Facebook Demographics
By: Andrea Trapani
I’ve been trying to make a determination as to why Facebook is so fantastically popular for people in my age demographic (let’s just say “over-30”). And I have a theory…
Mine is the first generation to be raised on computers. In other words, I’m old enough to remember when a computer in grade school was a novelty (and only for the nerds to use), still old enough to remember when the computer lab in high school was a scary place (again, strictly for nerds), and even old enough to remember when you had to go to the computer lab at university to “type” a paper. Put another way, we grew up being introduced to computers and being forced to learn how to use them. For subsequent generations, computers and the Internet were ubiquitous, and these folks never knew life another way.
Yet my generation graduated from college, moved away, gained employment, and lost touch with many friends and colleagues long before Web browsers and the Internet gained mainstream popularity. But we were educated in a tech savvy way, and our jobs saw the emergence and proliferation of interconnectivity in our day-to-day lives. Younger folks have been e-mailing and hanging out in online fora for as long as they could type, and as a result have stayed better connected than their older siblings and parents.

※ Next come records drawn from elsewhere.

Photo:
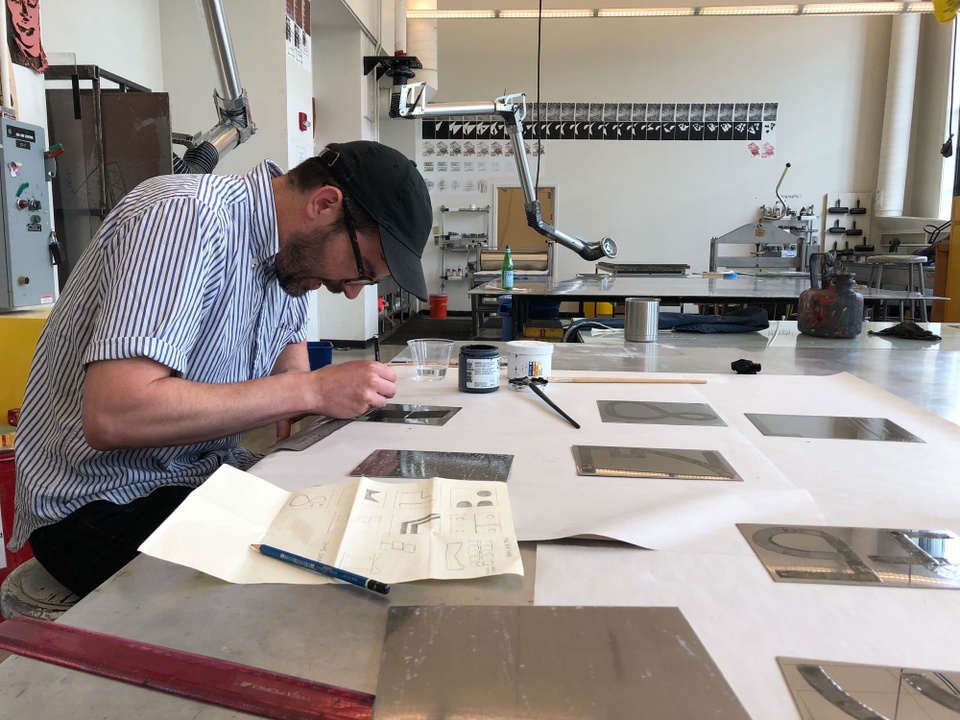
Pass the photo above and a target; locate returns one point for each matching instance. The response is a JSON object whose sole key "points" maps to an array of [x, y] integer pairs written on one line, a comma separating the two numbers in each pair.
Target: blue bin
{"points": [[536, 310], [321, 354]]}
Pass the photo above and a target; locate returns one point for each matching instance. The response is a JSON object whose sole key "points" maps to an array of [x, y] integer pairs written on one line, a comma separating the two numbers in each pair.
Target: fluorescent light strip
{"points": [[645, 12], [546, 13], [864, 8], [869, 8], [752, 10], [450, 14]]}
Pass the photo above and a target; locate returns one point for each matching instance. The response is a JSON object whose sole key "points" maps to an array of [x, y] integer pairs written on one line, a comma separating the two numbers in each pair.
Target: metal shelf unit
{"points": [[462, 237]]}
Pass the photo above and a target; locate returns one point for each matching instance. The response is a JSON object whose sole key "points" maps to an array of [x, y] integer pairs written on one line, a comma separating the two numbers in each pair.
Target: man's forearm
{"points": [[173, 411]]}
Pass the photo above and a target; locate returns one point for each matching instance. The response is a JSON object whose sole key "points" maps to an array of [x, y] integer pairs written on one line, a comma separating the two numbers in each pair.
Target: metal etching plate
{"points": [[827, 427], [658, 413], [546, 663], [423, 464], [861, 556], [840, 691], [667, 463], [412, 414]]}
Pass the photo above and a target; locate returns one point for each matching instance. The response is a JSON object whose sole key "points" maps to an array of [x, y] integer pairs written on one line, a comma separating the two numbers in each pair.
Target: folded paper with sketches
{"points": [[392, 532]]}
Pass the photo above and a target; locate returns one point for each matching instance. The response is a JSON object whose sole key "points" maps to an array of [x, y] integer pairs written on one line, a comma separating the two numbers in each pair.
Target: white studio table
{"points": [[670, 290], [699, 561]]}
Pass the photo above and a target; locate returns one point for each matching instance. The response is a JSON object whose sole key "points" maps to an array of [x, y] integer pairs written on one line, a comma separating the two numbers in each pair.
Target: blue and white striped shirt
{"points": [[181, 272]]}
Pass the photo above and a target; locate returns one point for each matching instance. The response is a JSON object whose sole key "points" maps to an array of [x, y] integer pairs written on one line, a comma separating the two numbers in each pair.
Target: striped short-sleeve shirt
{"points": [[182, 271]]}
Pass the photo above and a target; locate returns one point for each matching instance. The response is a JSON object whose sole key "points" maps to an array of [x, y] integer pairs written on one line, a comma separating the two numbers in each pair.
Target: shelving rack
{"points": [[459, 239]]}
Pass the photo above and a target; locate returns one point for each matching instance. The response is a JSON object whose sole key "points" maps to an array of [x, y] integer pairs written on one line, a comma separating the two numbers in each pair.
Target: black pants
{"points": [[88, 546]]}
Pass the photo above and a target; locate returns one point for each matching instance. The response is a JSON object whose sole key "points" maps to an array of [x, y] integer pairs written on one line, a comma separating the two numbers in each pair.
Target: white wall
{"points": [[341, 93], [257, 29], [121, 36]]}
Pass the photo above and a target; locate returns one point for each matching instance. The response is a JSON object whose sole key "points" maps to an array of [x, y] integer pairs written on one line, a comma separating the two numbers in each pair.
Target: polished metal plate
{"points": [[840, 691], [547, 663], [422, 464], [857, 556], [658, 413], [652, 463], [413, 414], [826, 427]]}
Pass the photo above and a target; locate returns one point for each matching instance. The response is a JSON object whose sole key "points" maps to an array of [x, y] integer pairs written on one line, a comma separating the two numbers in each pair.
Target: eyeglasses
{"points": [[363, 278]]}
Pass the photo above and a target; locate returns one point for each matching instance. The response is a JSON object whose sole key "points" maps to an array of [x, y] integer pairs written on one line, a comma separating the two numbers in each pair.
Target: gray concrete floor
{"points": [[260, 439]]}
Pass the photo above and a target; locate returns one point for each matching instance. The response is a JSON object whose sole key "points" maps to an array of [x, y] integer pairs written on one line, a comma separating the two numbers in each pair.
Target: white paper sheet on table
{"points": [[392, 532]]}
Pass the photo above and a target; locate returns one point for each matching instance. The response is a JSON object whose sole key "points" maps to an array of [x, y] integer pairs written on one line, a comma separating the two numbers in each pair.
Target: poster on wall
{"points": [[23, 34], [463, 154], [298, 31], [468, 165]]}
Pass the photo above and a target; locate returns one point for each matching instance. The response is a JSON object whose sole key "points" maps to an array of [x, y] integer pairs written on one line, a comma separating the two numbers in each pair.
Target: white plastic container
{"points": [[528, 358]]}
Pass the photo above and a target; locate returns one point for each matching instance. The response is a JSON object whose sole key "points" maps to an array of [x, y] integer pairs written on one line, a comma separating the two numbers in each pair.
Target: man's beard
{"points": [[302, 250]]}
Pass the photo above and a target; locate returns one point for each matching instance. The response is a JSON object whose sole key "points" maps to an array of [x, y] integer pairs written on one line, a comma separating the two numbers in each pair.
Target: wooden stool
{"points": [[30, 590], [910, 262]]}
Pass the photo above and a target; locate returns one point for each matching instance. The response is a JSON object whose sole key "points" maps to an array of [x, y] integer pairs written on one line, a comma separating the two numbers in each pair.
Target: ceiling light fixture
{"points": [[645, 12], [859, 8], [752, 10], [870, 8], [546, 13]]}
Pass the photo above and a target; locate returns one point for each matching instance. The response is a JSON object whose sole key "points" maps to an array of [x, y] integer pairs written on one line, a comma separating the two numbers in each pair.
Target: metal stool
{"points": [[909, 262], [30, 590]]}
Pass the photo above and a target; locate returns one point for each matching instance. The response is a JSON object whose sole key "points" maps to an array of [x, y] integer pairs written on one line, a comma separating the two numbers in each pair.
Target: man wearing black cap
{"points": [[183, 325]]}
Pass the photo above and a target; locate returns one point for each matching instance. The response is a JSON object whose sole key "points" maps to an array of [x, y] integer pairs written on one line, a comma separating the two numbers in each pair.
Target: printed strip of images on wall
{"points": [[606, 121]]}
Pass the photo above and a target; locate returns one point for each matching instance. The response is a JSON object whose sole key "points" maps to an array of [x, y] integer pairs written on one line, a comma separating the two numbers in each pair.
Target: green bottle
{"points": [[506, 271]]}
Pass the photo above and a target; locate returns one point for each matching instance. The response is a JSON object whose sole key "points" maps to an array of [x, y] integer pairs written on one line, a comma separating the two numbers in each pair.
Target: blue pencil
{"points": [[323, 568]]}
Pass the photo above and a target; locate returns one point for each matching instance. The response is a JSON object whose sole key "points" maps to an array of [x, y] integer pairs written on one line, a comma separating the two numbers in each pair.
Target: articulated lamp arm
{"points": [[408, 101]]}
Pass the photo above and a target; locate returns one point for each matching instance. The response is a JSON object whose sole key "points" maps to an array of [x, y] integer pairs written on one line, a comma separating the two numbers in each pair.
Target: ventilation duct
{"points": [[898, 116]]}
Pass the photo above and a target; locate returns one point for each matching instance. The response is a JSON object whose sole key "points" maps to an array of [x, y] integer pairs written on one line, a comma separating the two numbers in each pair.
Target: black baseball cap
{"points": [[390, 189]]}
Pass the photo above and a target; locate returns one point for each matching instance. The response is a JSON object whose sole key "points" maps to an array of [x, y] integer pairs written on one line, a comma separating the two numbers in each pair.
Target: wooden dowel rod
{"points": [[652, 381]]}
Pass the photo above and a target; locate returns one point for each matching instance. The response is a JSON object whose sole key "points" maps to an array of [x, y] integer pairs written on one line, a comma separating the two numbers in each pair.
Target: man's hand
{"points": [[345, 390]]}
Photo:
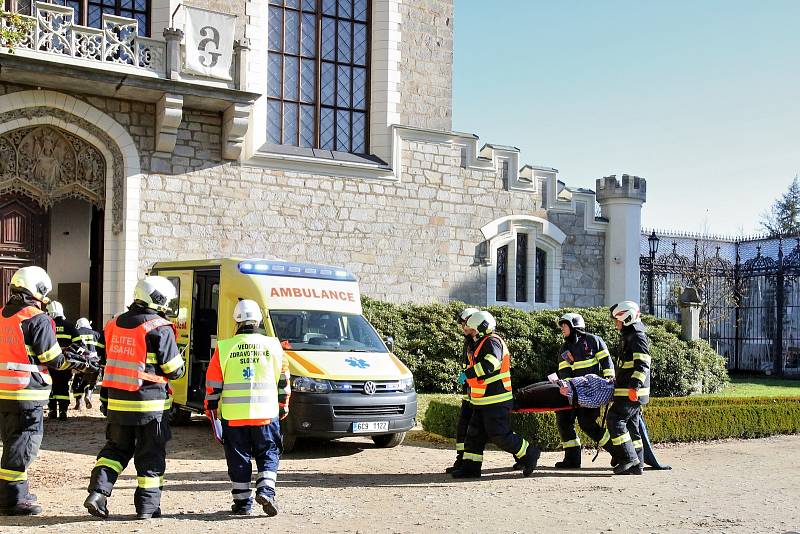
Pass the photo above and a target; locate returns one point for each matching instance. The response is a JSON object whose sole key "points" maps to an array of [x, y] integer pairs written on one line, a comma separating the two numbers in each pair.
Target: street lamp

So along comes Facebook. Suddenly, user-friendly technology enables us to reconnect with long-lost friends, relationships we may have forgotten about, and even people we can’t quite remember (but pretend we do). Younger generations, well, they have been connected via the Internet all along. And older folks? Why, many of them still avoid computers and just don’t care to learn new tricks. So this 30-45 age group is tailor-made for something like Facebook, and boy are we taking to it.
Why not MySpace? Maybe it came too soon, and maybe it became co-opted as a less than pure, quasi dating site, which sort of cheapened it. It gained a reputation as being something for teens and 20-somethings looking to ogle Britney Spears and each other. Whatever the case, MySpace lost control of its brand, and is now on a quest to get it back.